INDIAN OCCUPATION OF OHIO.
During a long period—one which, perhaps, had its beginning soon after the forced exodus of the semi-civilized, pre-historic people, and which extended down to the era of the white man’s actual knowledge—the upper Ohio valley was probably devoid of any permanent population. The river teemed with fish, and the dense, luxuriant wood abounded in game, but no Indian wigwams dotted the shores of the great stream, no camp fires gleamed along its banks, and no maize-fields covered the fertile bottom lands or lent variety to the wild vernal green. An oppressive stillness hung over the land, marked and intensified rather than broken, and only made more weird by the tossing of the water upon the shores and the soft mysterious sounds echoed from the distance through the dim aisles of the forest. Nature was lovely then as now, but with all her beauty the valley was awful in the vastness and solemnity of its solitude. Nowhere was human habitation or indication of human life.

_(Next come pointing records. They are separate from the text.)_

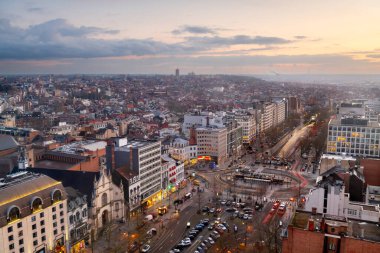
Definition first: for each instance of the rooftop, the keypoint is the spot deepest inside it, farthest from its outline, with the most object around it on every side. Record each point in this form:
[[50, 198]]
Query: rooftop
[[371, 230]]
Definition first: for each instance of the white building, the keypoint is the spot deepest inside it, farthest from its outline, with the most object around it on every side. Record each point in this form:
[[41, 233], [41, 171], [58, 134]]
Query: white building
[[202, 119], [181, 150], [77, 214], [330, 197], [34, 214]]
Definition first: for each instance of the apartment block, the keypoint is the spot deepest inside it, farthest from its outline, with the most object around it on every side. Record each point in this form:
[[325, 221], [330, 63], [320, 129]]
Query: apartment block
[[353, 136], [35, 214], [212, 141]]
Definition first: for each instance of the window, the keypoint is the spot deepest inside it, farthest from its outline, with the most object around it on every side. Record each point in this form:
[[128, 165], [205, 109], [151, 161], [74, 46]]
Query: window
[[13, 214], [36, 204], [104, 199], [56, 196]]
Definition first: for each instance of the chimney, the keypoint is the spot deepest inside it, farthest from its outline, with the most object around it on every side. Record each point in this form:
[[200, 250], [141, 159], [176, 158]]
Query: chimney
[[349, 228], [193, 138], [361, 227], [111, 150]]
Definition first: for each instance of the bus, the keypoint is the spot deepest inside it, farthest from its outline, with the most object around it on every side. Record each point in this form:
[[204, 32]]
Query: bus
[[196, 182], [162, 210], [282, 209]]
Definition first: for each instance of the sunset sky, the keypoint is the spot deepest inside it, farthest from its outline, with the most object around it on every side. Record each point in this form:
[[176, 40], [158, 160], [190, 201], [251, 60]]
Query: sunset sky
[[227, 37]]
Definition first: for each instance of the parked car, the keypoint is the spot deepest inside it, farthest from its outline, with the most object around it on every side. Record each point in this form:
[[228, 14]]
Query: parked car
[[145, 248]]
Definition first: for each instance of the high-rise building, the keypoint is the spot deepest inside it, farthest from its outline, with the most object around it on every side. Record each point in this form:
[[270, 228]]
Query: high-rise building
[[34, 214], [248, 123], [353, 136], [142, 157], [212, 142]]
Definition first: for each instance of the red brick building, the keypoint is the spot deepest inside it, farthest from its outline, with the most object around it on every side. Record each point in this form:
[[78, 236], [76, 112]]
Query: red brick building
[[309, 233]]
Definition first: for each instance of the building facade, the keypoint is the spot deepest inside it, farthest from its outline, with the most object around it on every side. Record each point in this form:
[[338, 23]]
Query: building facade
[[34, 214], [212, 142], [353, 136]]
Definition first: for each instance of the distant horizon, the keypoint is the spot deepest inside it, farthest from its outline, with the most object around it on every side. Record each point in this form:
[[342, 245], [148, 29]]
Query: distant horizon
[[237, 37]]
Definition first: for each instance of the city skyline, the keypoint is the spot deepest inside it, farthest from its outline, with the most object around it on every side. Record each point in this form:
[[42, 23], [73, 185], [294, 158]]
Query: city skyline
[[245, 37]]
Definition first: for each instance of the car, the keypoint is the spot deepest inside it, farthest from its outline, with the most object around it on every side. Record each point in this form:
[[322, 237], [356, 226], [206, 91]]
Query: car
[[145, 248], [207, 243], [211, 240], [205, 222], [231, 210], [186, 241], [203, 245], [213, 236], [222, 227], [276, 204]]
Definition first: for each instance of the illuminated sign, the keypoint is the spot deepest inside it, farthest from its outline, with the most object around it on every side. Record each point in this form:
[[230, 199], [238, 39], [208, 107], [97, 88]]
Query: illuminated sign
[[204, 157]]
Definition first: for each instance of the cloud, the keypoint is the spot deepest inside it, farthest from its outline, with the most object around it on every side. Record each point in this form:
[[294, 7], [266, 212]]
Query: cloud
[[376, 56], [35, 9], [194, 30], [58, 39], [235, 40]]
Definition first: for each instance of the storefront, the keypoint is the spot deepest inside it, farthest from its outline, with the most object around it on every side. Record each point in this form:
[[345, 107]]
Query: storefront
[[78, 247]]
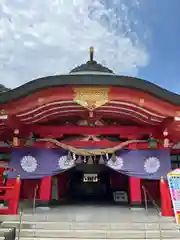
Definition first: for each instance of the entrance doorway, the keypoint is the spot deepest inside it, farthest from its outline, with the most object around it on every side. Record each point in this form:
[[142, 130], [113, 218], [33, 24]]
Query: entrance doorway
[[96, 184]]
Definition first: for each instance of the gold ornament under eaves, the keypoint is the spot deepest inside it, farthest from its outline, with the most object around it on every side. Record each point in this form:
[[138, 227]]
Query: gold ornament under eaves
[[91, 98]]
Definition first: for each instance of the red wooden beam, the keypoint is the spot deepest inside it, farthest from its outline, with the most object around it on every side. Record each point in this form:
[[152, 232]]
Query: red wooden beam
[[57, 131]]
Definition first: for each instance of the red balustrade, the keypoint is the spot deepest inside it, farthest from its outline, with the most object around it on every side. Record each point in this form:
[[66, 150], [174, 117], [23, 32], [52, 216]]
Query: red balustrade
[[11, 194]]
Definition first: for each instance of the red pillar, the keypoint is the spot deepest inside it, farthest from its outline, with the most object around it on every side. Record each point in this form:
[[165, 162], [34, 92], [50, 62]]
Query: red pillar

This was the condition of the country when explored by the early French navigators, and when a century later it became the field for British and American adventurers. There was a reason for this desertion of a region rich in all that was dear to the red man. The river was the warway down which silently and swiftly floated the canoe fleets of a fierce, relentless, and invincible enemy. That the dreaded devastators of the country, when it was occupied by the ancient race, had made their invasions from the northward by way of the great stream, is suggested by the numerous lookout or signal mounds which crown the hills on either side of the valley, occupying the most advantageous points of observation. The Indians who dwelt in the territory included in the boundaries of Ohio had, when the white men first went among them, traditions of oft repeated and sanguinary incursions made from the same direction, and dating back to their earliest occupation of the country. History corroborates their legends, or at least those relating to less ancient times. The Iroquois or Six Nations were the foes whose frequent forays, made suddenly, swiftly, and with overwhelming strength, had carried dismay into all the Ohio country and caused the weaker tribes to abandon the valley, penetrated the interior and located themselves on the upper waters of the Muskingum, the Scioto, the Miamis, and the tributaries of the lake, where they could live with less fear of molestation. The Six Nations had the rude elements of a confederated republic, and were the only power in this part of North America who deserved the name of government.[[5]] They pretentiously claimed to be the conquerors of the whole country from sea to sea, and there is good evidence that they had by 1680 gained a powerful sway in the country between the great lakes, the Ohio and the Mississippi, and were feared by all the tribes within these limits. The upper Ohio was called by the early French the River of the Iroquois, and was for a long time unexplored through fear of their hostility.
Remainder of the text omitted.